Monday, April 25, 2022


Encinitas Mayor Blakespear Considers Resigning

When I got home the night we guillotined Bruce Ehlers, I had something of an epiphany.

Gosh, all those angry people! Clapping, booing, shouting, waving signs. If I had allowed the usual three minutes for people to speak, there could have been a revolt.

My thought at home was, golly, what if I’m wrong and Bruce and all those angry people are right? What if Bruce really is objective? Like a judge, I mean. As a planning commissioner, what if he really does put his personal feelings aside and makes decisions based on the facts and applicable laws and ordinances?

Could it be that my motives in decapitating him were political, with a dose of personal revenge tossed in the mix? Could it be that I’m just pushing my ultra-progressive agenda and trying to boost my state Senate candidacy? Could ambition be blinding me to my own motives?
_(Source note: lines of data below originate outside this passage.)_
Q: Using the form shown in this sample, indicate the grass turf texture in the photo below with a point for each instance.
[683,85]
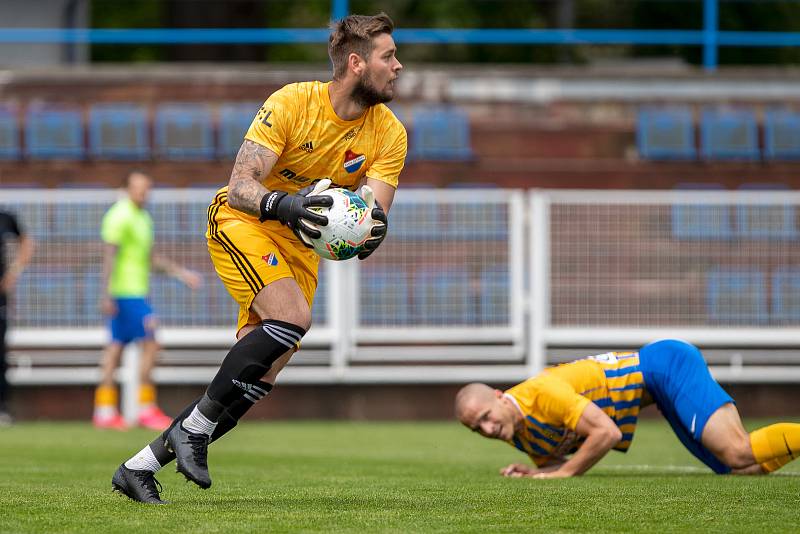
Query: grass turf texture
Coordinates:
[377,477]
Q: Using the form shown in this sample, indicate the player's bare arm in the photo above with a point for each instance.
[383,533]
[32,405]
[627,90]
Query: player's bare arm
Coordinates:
[525,470]
[384,193]
[601,435]
[253,163]
[109,255]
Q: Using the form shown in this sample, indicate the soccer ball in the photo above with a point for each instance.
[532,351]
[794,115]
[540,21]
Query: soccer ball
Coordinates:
[349,226]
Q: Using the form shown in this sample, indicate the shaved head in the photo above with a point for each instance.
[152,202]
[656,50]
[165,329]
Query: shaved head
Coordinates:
[472,396]
[487,411]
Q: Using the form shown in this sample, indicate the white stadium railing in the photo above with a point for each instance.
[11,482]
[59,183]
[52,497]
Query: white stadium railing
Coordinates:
[477,284]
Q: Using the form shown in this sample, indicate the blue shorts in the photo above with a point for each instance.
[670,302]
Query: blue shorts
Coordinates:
[677,377]
[129,323]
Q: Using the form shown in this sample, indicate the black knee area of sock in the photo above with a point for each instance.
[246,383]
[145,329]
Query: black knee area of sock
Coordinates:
[251,358]
[235,411]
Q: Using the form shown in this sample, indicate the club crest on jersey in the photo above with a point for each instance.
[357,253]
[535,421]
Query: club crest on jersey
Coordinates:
[271,259]
[353,161]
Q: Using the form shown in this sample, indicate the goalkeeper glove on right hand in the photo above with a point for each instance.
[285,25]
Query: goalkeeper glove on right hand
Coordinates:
[292,210]
[380,223]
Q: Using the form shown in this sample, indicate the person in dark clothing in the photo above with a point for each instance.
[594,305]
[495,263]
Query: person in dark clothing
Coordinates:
[9,228]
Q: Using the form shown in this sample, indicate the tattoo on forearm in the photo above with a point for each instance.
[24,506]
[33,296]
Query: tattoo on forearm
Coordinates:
[253,163]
Am I denying Bruce’s right of free speech? More broadly, free expression? Am I wrong in requiring planning commissioners to march in lockstep with me? For that matter, not only planning commissioners but all commission and staff members? Should I let them have their own minds?
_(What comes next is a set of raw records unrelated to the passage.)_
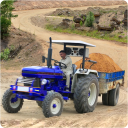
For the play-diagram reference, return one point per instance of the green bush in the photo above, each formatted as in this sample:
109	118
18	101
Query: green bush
4	55
89	20
4	26
81	23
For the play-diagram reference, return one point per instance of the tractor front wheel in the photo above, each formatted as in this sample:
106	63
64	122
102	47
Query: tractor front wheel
10	103
52	104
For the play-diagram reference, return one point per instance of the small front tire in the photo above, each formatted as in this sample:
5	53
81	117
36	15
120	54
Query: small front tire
10	104
52	104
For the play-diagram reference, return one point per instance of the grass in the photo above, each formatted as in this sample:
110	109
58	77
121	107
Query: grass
63	16
104	11
94	34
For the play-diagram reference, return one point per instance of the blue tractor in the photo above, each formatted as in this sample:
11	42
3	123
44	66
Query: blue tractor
46	84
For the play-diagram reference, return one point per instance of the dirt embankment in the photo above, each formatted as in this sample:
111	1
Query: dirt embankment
27	49
102	117
43	4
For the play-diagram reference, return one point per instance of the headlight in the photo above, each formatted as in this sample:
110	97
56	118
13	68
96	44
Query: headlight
44	81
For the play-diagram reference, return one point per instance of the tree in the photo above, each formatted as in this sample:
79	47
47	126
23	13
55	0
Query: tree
6	8
89	19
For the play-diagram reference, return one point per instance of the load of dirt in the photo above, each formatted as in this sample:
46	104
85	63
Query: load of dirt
104	63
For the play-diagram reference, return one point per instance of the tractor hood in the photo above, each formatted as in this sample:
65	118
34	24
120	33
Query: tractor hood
42	72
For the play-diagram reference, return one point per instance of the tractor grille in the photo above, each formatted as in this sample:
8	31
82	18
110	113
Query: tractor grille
28	81
25	80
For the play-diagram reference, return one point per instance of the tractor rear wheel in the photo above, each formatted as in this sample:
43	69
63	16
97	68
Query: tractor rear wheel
39	103
52	104
10	103
113	96
86	93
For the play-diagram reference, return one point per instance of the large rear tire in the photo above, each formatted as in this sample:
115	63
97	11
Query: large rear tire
52	104
86	93
113	96
10	104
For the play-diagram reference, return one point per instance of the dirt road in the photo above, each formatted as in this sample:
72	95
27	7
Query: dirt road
102	117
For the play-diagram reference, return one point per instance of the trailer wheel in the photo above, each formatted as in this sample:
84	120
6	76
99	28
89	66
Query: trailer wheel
113	96
105	99
39	103
86	94
52	104
10	103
I’m the elected mayor. Isn’t that the same as being the big boss, of having the right to require everyone below me on the totem pole to salute and click their heels whenever I speak?

Were Bruce’s decisions really putting the city in legal jeopardy and keeping families from being able to live here? Was he truly thumbing his nose at my 100% commitment to addressing the affordable housing crisis?

You know, when I look at the figures, how far has the city gotten in providing affordable housing opportunities? Not very, I’m afraid. When I compare the number of market-rate units built with the number of affordable units built since I’ve been on the City Council, I see the disparity is huge. If we keep the current ratio, I have to admit we’ll never reach our RHNA.

That added to my dilemma. And out came my epiphany. Gosh, what if my opponents are right and I’m wrong? Should I resign?